It is the sun that makes you come to your senses, although you wonder why the oppressive noise didn’t wake you hours earlier. You know you are alone (this you can see), it is loud and unbearably hot. The strippers are nowhere to be found, and at this point you’d be a fool to believe Baldwin is still alive. It hits you like a dump truck: you are at a NASCAR race. Fuck this.
The stands at Sunday’s UAW-Dodge 400 will be packed full of people dealing with the same (or at the very least similar) situations. Fans who find themselves in this quandary should by all means not attempt to fight the situation. No, just relax. Let the booze and drugs work their natural courses and try to enjoy the race.
*Who to watch:
Jimmie Johnson: The defending points champ (2X) has won this race for three consecutive years. The Hendrick team knows what to expect at 1.5 mile tracks. There is no reason to think Johnson can’t make it four in a row.
Kyle Busch: the Toyota cars will show much speed. Busch is a local guy as well. Don’t discount the home field advantage, he is the best bet to debunk Johnson’s streak. He is also the series point’s leader (two top five finishes in both of this season’s races).
Carl Edwards: Coming off of a victory last weekend, Edwards doesn’t need an excuse to finish at the top. He also is pretty sorted at 1.5 mile tracks. Roush has won at Vegas in the past (Kenseth, twice). Don’t put stock in the fact the average finish for Edwards at Vegas is 15.3. It’s called an outlier, fucker.

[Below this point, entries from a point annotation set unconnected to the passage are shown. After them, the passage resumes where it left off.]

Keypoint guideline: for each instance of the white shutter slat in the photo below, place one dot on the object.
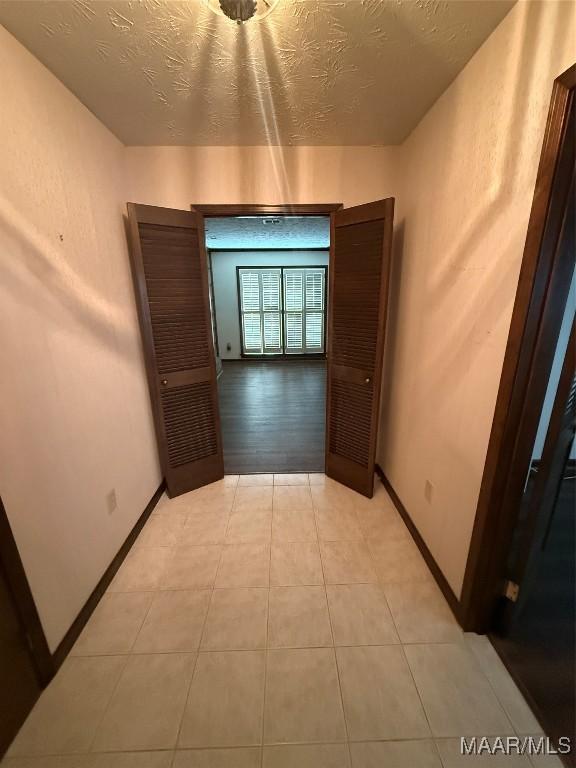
(293, 291)
(270, 290)
(314, 290)
(294, 330)
(314, 330)
(272, 341)
(250, 292)
(252, 330)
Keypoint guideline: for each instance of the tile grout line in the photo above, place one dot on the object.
(201, 637)
(266, 649)
(333, 639)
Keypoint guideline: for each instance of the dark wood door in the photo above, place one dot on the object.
(171, 282)
(360, 251)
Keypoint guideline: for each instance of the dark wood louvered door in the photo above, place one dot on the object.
(360, 251)
(171, 282)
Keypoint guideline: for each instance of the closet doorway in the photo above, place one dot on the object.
(178, 312)
(268, 301)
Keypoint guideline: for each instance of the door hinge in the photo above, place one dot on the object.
(511, 591)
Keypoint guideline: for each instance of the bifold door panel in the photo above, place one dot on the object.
(171, 283)
(361, 241)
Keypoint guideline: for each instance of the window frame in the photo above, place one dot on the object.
(283, 354)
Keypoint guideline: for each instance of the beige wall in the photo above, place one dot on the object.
(74, 411)
(178, 176)
(462, 213)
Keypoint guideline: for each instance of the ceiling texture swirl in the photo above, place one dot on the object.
(313, 72)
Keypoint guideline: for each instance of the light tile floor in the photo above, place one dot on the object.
(273, 622)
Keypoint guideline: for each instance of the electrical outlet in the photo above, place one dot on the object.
(111, 501)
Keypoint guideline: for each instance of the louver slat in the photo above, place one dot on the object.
(359, 274)
(170, 277)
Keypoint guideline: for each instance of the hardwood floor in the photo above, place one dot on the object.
(273, 416)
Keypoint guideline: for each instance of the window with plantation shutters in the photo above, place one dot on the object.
(260, 310)
(282, 310)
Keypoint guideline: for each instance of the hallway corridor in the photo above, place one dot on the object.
(280, 621)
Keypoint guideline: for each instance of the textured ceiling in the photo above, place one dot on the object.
(268, 232)
(330, 72)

Matt Kenseth: The last man to win a Cup race at Las Vegas whose name wasn’t Jimmie Johnson? Matt Kenseth. He went back- to- back in 03 and 04. His average finish is 7.6. That is not an outlier, fucker.
For the fans going to the track on purpose:
Here is all your tailgating information. Just to let you know, by tailgating in a parking lot at a NASCAR event, you are perpetuating all sorts of stereotypes. That’s just a heads-up. Also note, you cannot bring booze into the track (in a town where you can drink on the sidewalks and have two midgets blow a donkey for a $100 Monte Carlo chip, do you find it odd that you can’t BYO into a bloody NASCAR race? Me too). Oh, and the answer is yes… you can get married at the track.
Series Points to date:
Kyle Busch
Ryan Newman
Tony Stewart
Kurt Busch
Carl Edwards
Kasey Kahne
Kevin Harvick
Jimmie Johnson
Greg Biffle
Jeff Burton
Brian Vickers
Martin Truex Jr.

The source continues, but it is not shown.